This book is intended for readers who have some knowledge of computers, computer programming and libraries.
Many of us may be wondering what this book is all about and some of us may not have heard of the term 'mashups'. In very simple terms according to Engard, a mashup is a way of taking data from one source and combining them with data from another source to create a unique online tool. To put things into context, most of us have, for example, used Google maps. If we use it to look up libraries in an area specialising in architecture we are mashing data (maps + libraries in an area + architecture) to give us a tool to find information on the subject.
This book tries to teach us just how to do that.
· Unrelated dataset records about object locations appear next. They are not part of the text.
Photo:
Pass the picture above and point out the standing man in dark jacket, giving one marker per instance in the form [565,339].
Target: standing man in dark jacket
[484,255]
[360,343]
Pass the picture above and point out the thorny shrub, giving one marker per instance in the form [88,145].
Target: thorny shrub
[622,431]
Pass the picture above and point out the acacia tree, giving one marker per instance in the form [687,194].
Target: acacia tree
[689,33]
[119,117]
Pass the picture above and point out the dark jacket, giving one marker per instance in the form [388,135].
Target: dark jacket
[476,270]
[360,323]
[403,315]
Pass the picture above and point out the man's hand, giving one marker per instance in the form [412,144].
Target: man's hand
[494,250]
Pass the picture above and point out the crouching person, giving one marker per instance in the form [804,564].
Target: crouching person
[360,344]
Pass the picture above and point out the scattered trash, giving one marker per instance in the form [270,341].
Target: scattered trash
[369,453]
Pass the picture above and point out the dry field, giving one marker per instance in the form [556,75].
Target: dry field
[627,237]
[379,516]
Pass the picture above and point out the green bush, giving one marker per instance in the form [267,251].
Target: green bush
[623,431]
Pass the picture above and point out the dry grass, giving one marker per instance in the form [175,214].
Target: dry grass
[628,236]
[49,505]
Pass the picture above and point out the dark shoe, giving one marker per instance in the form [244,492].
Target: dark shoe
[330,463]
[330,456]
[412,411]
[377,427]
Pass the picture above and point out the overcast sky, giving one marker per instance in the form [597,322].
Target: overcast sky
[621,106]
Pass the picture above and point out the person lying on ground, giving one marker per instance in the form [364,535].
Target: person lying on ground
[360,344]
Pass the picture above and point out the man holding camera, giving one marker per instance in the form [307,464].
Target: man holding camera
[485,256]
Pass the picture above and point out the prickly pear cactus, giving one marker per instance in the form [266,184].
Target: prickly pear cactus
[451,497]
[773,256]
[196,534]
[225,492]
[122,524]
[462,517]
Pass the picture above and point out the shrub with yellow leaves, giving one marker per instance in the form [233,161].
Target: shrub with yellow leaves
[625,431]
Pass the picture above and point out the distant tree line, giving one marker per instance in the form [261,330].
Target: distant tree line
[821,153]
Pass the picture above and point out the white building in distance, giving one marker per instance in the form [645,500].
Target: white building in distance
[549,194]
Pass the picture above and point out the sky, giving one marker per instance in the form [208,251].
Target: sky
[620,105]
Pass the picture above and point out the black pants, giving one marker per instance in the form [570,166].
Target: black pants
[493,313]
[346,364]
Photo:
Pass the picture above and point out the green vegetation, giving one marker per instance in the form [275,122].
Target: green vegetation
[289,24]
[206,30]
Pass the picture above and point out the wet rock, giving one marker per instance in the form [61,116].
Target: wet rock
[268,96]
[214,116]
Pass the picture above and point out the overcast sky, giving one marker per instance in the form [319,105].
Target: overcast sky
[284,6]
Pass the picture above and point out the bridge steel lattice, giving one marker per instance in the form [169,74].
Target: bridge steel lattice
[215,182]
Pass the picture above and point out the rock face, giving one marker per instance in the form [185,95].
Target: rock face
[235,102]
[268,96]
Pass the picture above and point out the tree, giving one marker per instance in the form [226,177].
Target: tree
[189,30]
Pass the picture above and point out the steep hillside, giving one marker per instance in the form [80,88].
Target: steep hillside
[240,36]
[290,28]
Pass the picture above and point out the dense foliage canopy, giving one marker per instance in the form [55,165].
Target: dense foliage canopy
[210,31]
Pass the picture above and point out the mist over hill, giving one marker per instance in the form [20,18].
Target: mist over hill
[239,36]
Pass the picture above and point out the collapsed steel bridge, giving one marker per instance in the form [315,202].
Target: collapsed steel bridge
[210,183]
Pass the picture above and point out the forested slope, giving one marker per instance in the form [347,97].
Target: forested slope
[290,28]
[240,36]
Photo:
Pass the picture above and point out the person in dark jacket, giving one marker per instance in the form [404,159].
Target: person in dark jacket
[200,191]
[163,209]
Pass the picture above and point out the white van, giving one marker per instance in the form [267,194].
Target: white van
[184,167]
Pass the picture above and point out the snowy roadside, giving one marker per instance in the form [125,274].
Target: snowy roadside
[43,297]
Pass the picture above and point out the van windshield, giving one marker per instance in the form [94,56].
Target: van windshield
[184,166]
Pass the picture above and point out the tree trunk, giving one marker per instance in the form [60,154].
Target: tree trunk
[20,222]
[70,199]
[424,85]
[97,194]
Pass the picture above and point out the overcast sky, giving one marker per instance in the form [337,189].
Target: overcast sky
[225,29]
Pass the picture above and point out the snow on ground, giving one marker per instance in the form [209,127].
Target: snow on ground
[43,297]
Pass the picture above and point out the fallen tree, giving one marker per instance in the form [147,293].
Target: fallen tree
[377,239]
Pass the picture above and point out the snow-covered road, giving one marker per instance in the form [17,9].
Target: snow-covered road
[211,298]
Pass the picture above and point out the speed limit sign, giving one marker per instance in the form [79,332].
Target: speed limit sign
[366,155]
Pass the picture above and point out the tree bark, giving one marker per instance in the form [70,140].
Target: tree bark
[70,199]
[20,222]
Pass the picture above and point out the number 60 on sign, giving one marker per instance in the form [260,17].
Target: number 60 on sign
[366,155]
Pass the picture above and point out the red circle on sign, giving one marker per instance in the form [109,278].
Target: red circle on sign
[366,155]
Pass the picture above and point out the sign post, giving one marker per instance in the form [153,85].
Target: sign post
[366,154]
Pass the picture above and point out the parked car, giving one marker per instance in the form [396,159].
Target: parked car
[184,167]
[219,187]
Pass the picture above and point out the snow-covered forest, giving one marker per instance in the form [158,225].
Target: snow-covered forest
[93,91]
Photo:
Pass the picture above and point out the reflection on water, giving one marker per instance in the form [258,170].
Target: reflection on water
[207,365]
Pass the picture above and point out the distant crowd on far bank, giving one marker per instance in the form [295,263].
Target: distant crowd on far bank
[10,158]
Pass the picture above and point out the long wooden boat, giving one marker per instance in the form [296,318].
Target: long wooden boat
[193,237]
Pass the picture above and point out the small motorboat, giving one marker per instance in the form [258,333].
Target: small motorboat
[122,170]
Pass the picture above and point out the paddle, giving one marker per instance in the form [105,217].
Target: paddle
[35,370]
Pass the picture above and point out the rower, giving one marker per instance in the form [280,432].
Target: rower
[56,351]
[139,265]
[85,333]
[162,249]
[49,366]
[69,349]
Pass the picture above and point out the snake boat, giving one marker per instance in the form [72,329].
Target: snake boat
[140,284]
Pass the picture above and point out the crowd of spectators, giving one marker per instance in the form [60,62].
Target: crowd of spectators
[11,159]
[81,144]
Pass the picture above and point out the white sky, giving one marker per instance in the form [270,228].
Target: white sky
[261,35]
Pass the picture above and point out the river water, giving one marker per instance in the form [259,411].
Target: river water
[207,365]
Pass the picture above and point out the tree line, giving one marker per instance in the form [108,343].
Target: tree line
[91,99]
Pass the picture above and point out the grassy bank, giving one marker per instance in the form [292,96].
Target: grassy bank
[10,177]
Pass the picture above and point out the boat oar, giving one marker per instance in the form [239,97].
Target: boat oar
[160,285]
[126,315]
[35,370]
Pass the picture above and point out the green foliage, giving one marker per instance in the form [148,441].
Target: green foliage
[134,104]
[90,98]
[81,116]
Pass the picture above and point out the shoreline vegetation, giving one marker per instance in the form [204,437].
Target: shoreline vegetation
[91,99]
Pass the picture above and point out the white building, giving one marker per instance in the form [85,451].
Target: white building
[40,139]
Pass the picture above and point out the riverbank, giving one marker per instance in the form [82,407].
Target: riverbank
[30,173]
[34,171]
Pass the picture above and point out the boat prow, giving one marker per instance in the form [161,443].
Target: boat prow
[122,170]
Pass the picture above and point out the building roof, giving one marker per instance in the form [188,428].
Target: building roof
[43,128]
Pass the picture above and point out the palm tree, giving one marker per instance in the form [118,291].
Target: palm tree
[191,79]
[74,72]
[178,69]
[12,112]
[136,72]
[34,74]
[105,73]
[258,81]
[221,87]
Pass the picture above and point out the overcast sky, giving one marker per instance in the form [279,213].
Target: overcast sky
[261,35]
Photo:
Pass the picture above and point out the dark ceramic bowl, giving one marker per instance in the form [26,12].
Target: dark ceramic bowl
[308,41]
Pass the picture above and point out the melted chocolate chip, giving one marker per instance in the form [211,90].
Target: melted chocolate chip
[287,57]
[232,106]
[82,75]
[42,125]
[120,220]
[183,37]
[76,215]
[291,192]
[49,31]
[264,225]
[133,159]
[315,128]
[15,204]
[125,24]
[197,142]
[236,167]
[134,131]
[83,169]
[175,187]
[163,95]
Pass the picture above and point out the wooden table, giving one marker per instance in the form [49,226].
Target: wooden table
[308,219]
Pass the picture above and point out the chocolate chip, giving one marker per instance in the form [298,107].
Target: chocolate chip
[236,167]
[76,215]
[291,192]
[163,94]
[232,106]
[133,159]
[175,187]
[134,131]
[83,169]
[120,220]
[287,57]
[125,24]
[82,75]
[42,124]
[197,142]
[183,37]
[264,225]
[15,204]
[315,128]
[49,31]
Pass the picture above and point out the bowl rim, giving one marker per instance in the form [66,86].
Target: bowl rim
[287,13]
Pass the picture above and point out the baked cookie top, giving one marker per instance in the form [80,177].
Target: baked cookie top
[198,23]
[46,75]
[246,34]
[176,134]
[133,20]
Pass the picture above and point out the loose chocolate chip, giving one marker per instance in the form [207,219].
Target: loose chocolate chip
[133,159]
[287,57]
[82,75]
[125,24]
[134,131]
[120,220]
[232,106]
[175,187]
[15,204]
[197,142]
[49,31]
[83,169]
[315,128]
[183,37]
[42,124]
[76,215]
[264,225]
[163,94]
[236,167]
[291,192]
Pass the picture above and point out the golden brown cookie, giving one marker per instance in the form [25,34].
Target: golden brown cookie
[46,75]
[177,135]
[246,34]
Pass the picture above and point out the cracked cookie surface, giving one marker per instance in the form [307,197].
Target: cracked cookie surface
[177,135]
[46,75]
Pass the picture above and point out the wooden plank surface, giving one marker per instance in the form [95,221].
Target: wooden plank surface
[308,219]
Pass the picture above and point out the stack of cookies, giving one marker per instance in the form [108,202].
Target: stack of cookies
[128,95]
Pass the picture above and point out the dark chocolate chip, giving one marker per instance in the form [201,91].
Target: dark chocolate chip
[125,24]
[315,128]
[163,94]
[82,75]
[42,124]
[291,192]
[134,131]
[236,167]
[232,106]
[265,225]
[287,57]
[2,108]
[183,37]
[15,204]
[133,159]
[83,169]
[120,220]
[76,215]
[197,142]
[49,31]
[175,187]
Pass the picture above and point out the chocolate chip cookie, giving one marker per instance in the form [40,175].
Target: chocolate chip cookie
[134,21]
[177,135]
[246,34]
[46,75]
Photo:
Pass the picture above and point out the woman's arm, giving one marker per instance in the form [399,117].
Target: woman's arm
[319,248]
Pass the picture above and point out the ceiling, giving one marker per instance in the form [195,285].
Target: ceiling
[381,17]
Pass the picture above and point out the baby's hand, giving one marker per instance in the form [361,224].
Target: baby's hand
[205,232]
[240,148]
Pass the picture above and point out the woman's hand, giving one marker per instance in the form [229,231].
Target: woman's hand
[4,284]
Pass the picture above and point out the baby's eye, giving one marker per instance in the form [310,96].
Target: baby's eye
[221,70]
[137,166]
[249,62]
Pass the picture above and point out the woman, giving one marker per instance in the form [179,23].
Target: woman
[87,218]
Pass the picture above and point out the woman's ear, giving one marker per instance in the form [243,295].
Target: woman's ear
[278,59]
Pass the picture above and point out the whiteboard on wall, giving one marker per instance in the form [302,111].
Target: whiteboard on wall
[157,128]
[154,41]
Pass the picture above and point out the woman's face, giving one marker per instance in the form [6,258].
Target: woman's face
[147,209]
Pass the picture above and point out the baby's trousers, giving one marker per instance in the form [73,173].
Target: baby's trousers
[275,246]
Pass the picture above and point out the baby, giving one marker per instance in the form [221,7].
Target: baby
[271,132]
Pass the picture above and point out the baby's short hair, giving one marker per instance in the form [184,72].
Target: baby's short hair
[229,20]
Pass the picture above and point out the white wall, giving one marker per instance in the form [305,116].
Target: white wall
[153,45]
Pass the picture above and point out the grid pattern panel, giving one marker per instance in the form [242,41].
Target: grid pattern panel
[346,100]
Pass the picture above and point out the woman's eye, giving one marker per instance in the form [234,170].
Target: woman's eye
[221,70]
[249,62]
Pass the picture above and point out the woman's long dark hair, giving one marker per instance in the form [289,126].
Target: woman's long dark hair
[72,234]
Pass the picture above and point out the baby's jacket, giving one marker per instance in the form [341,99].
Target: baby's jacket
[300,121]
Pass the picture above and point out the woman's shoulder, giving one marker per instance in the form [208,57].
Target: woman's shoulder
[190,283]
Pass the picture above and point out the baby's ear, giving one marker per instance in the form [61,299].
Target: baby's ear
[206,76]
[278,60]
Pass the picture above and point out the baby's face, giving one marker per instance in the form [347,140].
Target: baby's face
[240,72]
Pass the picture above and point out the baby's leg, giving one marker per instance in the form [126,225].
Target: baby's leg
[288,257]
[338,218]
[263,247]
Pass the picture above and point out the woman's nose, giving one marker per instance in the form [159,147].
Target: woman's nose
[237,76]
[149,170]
The book is divided in to five sections, each teaching or talking about different experiences various librarians have had while mashing up their library data. It starts off by introducing mashups, how they work and the general reference sources available. For a novice the second and third chapters could be slightly daunting to go through as they cover APIs (Application Programming Interfaces) and Web Service Architectures which may represent something of a challenge to readers unused to programming or without a grasp of various Web and Internet terminologies.
The next section teaches how to use mashups to improve static Web sites by incorporating interactive tools and making them more dynamic and user-friendly. They go on to show how we can use tools like Flickr, Google maps, etc, to enhance users' experience while they are on our Web site.
The topics in this book have been compiled keeping the user in mind, not only a seasoned professional who has the computing knowledge along with a library background but also the technical novice. I really enjoyed reading this book for it presented ideas in a clear and concise manner. For every chapter that was technical and full of terminologies I found a chapter that just presented ideas on how to improve the library pages by adding a Browser-Side layer. These chapters are far from technical; there are concepts that can be used to raise the profile of the Web site by using expertise and information that may already be available (for example, Yahoo Pipes!).
However if one already has experience of programming, the topics in this book are excellent as they provide ways of mashing up data from more than two sources and creating something which fits in with what we call today Web 2.0. This book will not only help to expand your technical abilities, but also boost the rating of your organisation's Web site.
I was particularly impressed by the chapters 'Breaking into the OPAC", "Piping out Library data" and "Federated Database Search Mashups". These chapters are all about enhancing the service of the library catalogue as and when required, rather than just adding a feature because that's what everybody is doing. Prior to reading this book I had very little notion of what library mashups were and how they can be used to amplify the information we have in our databases. Now, I am quite confident that the opinions and views of people about libraries will change from their just being repositories of books to something more engaging and interactive. This work gave me an understanding of the complexities and usefulness of these technologies and services. I am now able to form more concrete ideas about how they can be incorporated into the library Web pages.
This book has a lot to offer, and I believe everyone will find something in the pages that they may find interesting or useful. Whether you are a mashup novice or a hard-core programmer this book will contribute to your existing knowledge. I would recommend it to readers who would like to learn more about the topic and to go ahead and experiment by making their own mashups.
Engard has certainly justified her choice of subtitle to this book, Exploring new ways to deliver library data.